I have approximately 25 students registered. Of those students, three are regular attendees. They come to school, do a daily check-in where they let me know what class and activities they are going to focus on for the day. On a good day I have about six students in attendance. On a bad day I might have one. As many people do not have phones up here, I use Facebook — armed with a spiffy professional profile — to message students and their guardians on a daily basis. I register all my students. I help track down their transcripts. I help them select what classes to be in. I keep track of the assignments they’ve handed in each week. I mark assignments each week. I make my students tea and treats. Drawing on my nutrition budget, I buy them food for the week. I make them a fancy breakfast meal at least once a week. I run a weekly baking club for the whole school. I am always keeping my eye open for community members or activities that will help engage my students more. I am the only high school teacher in the community I teach.

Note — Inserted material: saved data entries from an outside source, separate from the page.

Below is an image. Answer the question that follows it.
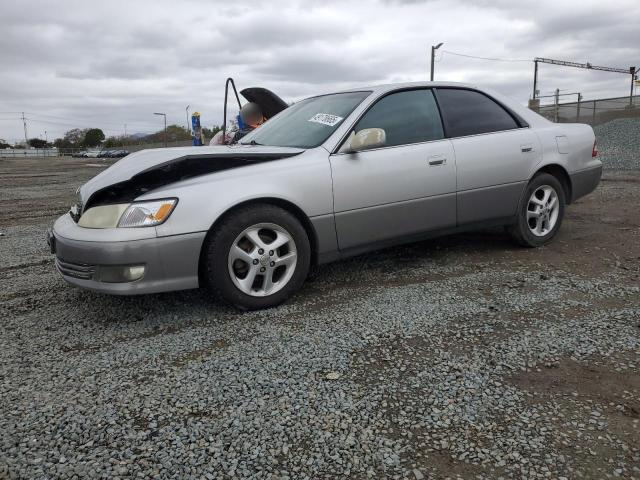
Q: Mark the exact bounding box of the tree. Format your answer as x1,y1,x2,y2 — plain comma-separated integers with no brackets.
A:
63,128,85,146
0,139,10,149
53,138,72,149
28,138,48,148
103,136,119,148
83,128,105,147
202,125,222,140
142,125,190,144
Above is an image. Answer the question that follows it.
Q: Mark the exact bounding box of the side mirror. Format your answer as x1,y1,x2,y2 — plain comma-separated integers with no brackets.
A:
342,128,386,153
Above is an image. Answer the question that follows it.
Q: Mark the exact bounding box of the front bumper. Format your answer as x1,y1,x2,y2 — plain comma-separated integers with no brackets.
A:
49,214,206,295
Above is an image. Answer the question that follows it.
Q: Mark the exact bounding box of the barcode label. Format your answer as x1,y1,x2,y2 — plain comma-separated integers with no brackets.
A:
308,113,344,127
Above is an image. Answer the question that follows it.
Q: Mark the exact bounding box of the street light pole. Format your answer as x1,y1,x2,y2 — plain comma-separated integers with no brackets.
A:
154,112,167,148
532,59,539,100
430,42,443,81
630,67,637,106
186,105,191,134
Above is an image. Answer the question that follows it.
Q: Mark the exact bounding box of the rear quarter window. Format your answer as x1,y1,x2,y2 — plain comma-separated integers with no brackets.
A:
436,88,519,138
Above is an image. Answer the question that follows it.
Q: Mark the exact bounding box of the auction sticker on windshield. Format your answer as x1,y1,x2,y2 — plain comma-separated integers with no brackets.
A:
308,113,344,127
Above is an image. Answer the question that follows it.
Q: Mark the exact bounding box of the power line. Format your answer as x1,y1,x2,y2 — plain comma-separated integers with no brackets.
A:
441,50,530,63
24,112,152,129
1,114,155,136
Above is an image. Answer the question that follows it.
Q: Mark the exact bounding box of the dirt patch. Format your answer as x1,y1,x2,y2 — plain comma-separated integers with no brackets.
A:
410,448,505,480
171,339,229,367
349,335,436,386
508,357,640,401
508,355,640,477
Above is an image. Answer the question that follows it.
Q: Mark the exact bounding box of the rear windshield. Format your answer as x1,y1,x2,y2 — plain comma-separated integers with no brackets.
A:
240,91,370,148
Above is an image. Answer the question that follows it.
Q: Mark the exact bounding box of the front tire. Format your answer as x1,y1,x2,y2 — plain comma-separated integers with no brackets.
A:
508,173,566,248
203,204,311,310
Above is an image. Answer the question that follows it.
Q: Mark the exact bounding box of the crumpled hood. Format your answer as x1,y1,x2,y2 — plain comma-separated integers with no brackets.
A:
79,144,304,210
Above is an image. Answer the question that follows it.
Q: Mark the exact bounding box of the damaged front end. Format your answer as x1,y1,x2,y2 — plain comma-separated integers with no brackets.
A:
76,148,304,216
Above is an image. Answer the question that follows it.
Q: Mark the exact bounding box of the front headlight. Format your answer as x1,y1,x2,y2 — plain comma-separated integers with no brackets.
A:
77,198,177,228
118,199,178,228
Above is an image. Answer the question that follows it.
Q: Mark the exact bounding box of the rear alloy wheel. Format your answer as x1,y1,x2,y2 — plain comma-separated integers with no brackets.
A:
508,173,566,248
526,185,560,237
203,205,310,310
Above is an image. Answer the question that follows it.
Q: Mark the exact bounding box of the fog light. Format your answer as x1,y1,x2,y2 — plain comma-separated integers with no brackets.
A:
99,265,145,283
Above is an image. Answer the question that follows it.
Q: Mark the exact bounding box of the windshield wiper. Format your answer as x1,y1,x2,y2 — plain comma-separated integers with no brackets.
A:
241,139,262,146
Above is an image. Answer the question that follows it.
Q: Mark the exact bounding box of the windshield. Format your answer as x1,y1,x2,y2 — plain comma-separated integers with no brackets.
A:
240,91,370,148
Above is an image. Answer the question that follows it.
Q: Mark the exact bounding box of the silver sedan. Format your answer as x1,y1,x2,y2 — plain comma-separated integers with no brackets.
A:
48,82,602,310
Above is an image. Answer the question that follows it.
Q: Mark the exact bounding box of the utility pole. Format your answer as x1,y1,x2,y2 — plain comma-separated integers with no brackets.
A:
630,67,637,106
21,112,28,145
554,88,560,123
44,130,48,144
154,112,167,147
576,93,582,122
186,105,191,134
532,59,539,99
430,43,443,81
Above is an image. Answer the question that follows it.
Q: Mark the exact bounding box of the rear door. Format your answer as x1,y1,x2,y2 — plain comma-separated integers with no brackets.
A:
434,88,541,225
330,88,457,251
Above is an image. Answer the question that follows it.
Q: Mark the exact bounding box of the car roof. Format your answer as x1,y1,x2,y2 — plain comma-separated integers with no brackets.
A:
303,80,547,128
318,81,478,97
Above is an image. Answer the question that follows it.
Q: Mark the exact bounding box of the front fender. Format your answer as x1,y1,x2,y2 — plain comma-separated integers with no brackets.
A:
146,149,334,238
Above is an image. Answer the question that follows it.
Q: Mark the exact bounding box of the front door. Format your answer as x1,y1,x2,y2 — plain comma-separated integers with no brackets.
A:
330,89,457,251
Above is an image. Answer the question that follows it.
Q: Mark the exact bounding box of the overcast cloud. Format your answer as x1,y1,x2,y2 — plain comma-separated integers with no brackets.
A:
0,0,638,142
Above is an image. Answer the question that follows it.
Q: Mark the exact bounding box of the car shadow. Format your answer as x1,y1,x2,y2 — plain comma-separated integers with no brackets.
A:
66,227,518,322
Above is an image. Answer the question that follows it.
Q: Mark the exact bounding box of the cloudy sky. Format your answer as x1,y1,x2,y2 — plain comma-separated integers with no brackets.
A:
1,0,638,143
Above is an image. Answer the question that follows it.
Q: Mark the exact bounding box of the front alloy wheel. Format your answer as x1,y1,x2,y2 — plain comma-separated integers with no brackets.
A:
227,223,298,297
203,204,310,310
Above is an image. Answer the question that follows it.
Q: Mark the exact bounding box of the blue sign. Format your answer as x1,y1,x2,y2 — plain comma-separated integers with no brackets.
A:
191,112,202,146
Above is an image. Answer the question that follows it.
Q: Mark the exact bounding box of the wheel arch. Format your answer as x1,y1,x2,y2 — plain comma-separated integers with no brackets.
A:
532,164,573,204
197,197,320,286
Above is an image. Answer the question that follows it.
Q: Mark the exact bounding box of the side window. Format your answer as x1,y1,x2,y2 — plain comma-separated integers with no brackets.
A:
436,88,519,137
354,89,444,148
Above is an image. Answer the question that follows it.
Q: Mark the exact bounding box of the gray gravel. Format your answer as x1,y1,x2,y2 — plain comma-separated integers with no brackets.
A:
1,158,639,479
595,118,640,170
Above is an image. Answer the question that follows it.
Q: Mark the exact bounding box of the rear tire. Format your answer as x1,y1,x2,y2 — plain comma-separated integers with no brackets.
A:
203,204,310,310
508,173,566,248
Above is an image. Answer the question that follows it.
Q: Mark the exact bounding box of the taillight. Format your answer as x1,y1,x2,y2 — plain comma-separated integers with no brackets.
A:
592,140,598,157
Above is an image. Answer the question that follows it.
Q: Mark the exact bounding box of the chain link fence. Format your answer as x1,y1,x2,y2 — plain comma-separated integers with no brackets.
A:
0,140,194,158
530,94,640,171
535,95,639,125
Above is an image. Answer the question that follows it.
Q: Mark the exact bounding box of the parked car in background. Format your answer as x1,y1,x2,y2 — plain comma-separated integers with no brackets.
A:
97,149,128,158
109,149,129,158
48,82,601,310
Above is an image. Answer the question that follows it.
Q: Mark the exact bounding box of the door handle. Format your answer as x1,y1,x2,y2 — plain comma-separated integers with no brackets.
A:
521,144,534,153
428,155,446,166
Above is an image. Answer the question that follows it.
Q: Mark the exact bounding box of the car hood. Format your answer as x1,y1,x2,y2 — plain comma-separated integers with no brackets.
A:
240,87,288,119
79,144,304,210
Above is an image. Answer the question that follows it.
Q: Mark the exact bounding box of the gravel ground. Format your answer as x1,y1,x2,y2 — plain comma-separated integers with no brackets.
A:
1,156,639,480
595,118,640,170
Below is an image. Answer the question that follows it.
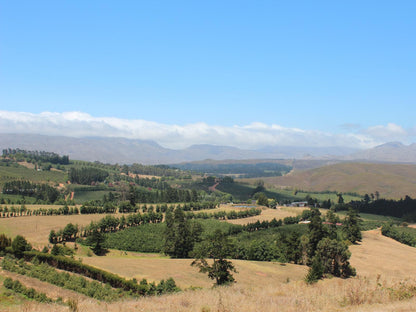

There is a lot of “I” in that last paragraph. I suppose that is because it’s easy to feel isolated and overworked up here. To feel the weight of “I” sink in. Also the weight that it is never enough. But that is not a fair picture. What I do, and the tiredness I feel from bribing my students to come to school with bacon and eggs, or moose hunting, or baking club, or photography time, is nothing compared to the tiredness that I imagine my students feel on a daily basis. The tiredness from trauma, from neglect, from racism — systemic disadvantage that permeates all arenas of their lives. That makes bedbugs and lice commonplace. That means many do not have running water. That makes education seem like an elite, useless pursuit. That means many have experienced sexual abuse. That many have witnessed or succumb to alcoholism or various other addictions. That I fear some of my students could take their lives. That I almost witnessed that happen.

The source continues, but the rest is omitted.